Summary — SB 1350: Water and Sewer Public Utility Environmental Compliance Cost Recovery

Status
- Bill: SB 1350 (Utilities — Cost Recovery)
- Subject: Adds a new cost-recovery mechanism for regulated water and sewer public utilities
- Sponsor / Related: Companion bill HB 4405; primary sponsor listed as Saud Anwar
- Legislative status (as provided): Passed both houses, signed by the governor 06/20/2025; listed effective date 09/01/2025. (Bill text also states “effective immediately”; the legislative actions record an effective date of 9/1/2025.)
- Repeal: Statutory provisions created by the bill are explicitly repealed on January 1, 2031 (time-limited authority).

Purpose and intent
- Allow regulated water and sewer utilities to recover, via Commission‑authorized surcharges, costs and capital investments necessary to comply with environmental requirements (statutes, rules, permits or permit terms) addressing contaminants such as PFAS (per‑ and polyfluoroalkyl substances), cyanotoxins, lead and copper, and other emerging chemical contaminants that pose a known or suspected risk to human health or the environment.
- Provide a streamlined, separate recovery mechanism (a surcharge or rider) independent of general rate‑case revenue‑requirement proceedings to accelerate recovery of environmental‑compliance costs.

Key provisions
- Commission authorization: The Illinois Commerce Commission (ICC) must authorize, on petition by a public water or sewer utility, one or more surcharges that adjust customer rates/charges to recover eligible environmental compliance costs or capital investments. Surcharges may provide for prospective recovery.
- Reconciliation: The ICC must periodically initiate hearings to reconcile amounts collected under approved surcharge(s) with the actual prudently incurred recoverable costs for each annual period the surcharge was in effect.
- Rulemaking duties: Within one year of the bill’s effective date the ICC must adopt implementing rules. Required rule topics include:
- Limits on customer bill increases under surcharges and notice requirements to customers;
- Reconciliation, billing, audit and filing requirements;
- Eligibility criteria for infrastructure upgrades and other recoverable costs;
- Application and information requirements, internal audit standards, and any other reporting the Commission needs to evaluate reasonableness/prudence.
- Scope: Applies to public water and sewer utilities regulated by the ICC; the surcharge mechanism is “independent” of other rate‑case elements (i.e., separate rider authority).

Who is affected
- Regulated public water and sewer utilities (investor‑owned and any utilities under ICC jurisdiction).
- Utility ratepayers/customers, who may see separate surcharge line items on bills to cover environmental compliance costs.
- The ICC (new rulemaking and oversight responsibilities).
- Potentially contractors, vendors and infrastructure suppliers engaged in compliance projects.

Potential impacts
- Utilities: Faster, more certain recovery of environmental compliance costs and capital investments (reduces lag compared to full rate cases).
- Ratepayers: Possible near‑term increases in bills via surcharge(s); mitigated by required reconciliations, prudence reviews, and ICC rule‑imposed limits/notice obligations.
- Regulators: Increased administrative workload (rulemaking, periodic reconciliation hearings, audits, reporting).
- Policy horizon: Time‑limited authority through January 1, 2031, enabling temporary, targeted cost‑recovery while regulators and stakeholders evaluate longer‑term approaches.

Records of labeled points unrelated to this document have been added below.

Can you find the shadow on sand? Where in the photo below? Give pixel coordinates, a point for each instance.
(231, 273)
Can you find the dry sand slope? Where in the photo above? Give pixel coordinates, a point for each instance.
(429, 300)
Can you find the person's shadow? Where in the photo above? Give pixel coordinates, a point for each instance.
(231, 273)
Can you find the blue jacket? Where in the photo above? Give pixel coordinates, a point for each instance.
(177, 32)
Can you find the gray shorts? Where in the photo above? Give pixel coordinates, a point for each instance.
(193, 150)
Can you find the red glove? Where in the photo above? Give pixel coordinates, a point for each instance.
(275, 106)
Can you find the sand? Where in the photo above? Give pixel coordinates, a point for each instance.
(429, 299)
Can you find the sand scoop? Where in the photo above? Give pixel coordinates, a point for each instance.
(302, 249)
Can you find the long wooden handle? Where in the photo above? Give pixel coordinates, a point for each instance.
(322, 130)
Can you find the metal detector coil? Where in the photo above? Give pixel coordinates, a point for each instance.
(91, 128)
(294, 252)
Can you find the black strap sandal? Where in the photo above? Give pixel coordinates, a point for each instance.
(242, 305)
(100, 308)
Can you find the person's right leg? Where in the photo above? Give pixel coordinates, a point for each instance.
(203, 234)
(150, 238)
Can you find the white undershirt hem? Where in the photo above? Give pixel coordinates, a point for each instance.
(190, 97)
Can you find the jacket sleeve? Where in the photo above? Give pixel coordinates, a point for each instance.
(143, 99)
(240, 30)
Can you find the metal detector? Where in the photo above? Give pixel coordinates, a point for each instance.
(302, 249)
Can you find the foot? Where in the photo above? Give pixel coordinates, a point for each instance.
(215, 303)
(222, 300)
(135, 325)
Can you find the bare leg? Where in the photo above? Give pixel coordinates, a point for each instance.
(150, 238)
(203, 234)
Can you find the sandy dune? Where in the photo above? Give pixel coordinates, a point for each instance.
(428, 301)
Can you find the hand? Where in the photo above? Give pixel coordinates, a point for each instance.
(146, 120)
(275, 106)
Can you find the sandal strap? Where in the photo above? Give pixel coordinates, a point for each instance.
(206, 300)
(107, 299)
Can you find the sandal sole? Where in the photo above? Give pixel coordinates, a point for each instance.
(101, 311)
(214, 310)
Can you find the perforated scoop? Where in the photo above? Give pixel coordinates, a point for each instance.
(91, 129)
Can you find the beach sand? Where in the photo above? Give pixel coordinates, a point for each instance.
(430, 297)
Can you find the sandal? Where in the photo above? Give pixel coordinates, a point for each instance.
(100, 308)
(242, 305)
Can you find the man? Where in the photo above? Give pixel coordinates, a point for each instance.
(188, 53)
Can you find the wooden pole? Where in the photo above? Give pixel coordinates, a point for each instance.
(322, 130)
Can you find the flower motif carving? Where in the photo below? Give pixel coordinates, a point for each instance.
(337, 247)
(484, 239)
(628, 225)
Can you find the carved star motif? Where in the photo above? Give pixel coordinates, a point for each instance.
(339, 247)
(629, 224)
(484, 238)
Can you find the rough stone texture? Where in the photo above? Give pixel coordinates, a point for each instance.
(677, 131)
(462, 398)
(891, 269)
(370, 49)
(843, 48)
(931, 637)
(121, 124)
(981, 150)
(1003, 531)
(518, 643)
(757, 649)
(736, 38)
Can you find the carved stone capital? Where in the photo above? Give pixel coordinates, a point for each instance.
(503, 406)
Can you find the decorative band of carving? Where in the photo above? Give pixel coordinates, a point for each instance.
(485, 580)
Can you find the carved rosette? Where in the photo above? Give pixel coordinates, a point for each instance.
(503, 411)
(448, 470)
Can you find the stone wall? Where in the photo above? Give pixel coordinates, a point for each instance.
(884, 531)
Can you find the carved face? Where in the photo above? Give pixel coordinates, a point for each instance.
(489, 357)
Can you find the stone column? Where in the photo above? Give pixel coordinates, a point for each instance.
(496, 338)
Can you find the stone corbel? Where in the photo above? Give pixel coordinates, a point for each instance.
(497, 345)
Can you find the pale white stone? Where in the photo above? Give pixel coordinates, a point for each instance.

Read‑outs / timeline requirements
- ICC must adopt implementing rules within one year of the bill’s effective date.
- The Commission must conduct periodic annual reconciliations of amounts collected under the surcharge(s).
- The statutory authority created by the bill expires (is repealed) on January 1, 2031.

Compiled from official sources — confirm details with the bill’s official record.